As per the concept, "The Effects of Changes in Foreign Exchange Rates" exchange differences arising on reporting an enterpise's monetary items at rates different from those at which they were initially recorded during the period, should be recognized as income or expenses in the period in which they arise. Thus, in this case sale is made on December 20, 2017 whereas payment was received on January 10,2018. The exchange differences arising in such case will be treated as Income or Expense.

Given Information,

  • Butanta Company sold parts to a foreign customer at 55,000 ostras on December 20, 2017. (The Exchange rate on that day is $1.15 per 1 ostra.)
  • Exchange Rate at the end of the year 2017 is $1.12 per 1 ostra.
  • Exhange Rate on the date of receipt of payment is $1.08 per 1 ostra.

Effect of Fluctuation in Exchange Rate on 2017 Income Statement :

  1. As on the date of sale, Exchange rate is more when compared to exchange rate at the end of the year i.e., $1.15 > $1.12. So we can say that, by year end Foreign exchange rate has been decreased.
  2. Therefore the differences [ (1.15-1.12)*55000] 1650 ostras shall be treated as Foreign Exchange Loss.
  3. The Respective amount i.e., 1650 ostras will be debited to Income Statement as it is a loss. It will be debited with the head "Foreign Exhange Loss".
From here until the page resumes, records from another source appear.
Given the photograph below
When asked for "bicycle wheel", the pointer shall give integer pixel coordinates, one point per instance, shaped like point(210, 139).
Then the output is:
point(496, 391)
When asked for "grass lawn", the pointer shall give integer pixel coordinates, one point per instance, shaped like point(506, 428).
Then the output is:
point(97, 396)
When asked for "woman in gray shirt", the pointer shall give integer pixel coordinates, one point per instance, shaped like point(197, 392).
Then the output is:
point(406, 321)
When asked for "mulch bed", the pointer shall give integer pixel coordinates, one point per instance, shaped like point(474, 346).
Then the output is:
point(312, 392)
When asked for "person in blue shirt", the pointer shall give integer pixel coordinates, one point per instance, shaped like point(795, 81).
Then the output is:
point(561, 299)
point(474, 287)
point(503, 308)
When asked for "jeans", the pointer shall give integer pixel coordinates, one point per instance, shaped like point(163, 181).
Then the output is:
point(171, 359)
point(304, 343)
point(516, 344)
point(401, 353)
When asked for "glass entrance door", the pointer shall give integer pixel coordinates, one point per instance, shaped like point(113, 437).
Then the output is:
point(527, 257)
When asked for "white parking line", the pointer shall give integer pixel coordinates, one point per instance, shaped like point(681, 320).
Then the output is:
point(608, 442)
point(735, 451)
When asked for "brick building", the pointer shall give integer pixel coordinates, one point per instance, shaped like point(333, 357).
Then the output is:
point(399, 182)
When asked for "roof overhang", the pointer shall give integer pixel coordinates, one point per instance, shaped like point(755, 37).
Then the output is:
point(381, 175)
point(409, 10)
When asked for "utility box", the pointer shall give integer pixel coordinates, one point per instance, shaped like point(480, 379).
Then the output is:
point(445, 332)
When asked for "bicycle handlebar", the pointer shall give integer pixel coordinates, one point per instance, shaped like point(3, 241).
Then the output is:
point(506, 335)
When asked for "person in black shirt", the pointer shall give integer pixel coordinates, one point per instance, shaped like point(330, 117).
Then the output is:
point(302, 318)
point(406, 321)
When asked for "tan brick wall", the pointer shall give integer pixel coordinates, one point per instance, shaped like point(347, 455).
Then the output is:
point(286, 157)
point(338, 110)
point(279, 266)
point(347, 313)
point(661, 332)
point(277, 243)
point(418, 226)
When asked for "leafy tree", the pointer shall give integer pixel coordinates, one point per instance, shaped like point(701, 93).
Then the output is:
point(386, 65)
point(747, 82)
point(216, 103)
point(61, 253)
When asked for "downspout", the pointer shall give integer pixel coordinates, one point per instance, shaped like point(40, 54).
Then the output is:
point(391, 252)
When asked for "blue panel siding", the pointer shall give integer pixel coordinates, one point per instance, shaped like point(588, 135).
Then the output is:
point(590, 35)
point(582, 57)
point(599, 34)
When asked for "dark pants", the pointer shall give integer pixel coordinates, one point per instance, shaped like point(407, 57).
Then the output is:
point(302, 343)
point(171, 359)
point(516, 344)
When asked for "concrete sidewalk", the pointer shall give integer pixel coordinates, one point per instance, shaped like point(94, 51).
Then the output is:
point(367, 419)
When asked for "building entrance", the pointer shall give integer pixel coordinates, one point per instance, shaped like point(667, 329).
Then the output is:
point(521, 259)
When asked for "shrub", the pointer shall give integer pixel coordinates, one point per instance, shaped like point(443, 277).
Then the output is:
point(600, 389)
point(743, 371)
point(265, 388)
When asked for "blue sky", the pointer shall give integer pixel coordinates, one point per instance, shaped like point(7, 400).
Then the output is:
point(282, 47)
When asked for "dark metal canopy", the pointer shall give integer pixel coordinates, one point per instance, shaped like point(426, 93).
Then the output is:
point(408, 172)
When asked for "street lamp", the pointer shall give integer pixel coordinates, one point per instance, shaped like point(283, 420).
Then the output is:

Effect of Fluctuation in Exchange Rate on 2018 Income Statement :

  1. As on the date of sale, Exchange rate is more when compared to exchange rate at the end of the year i.e., $1.12 > $1.08. So we can say that, by year end Foreign exchange rate has been decreased.
  2. Therefore the differences [ (1.12-1.08)*55000] 2200 ostras shall be treated as Foreign Exchange Loss.
  3. The Respective amount i.e., 1650 ostras will be debited to Income Statement as it is a loss. It will be debited with the head "Foreign Exhange Loss".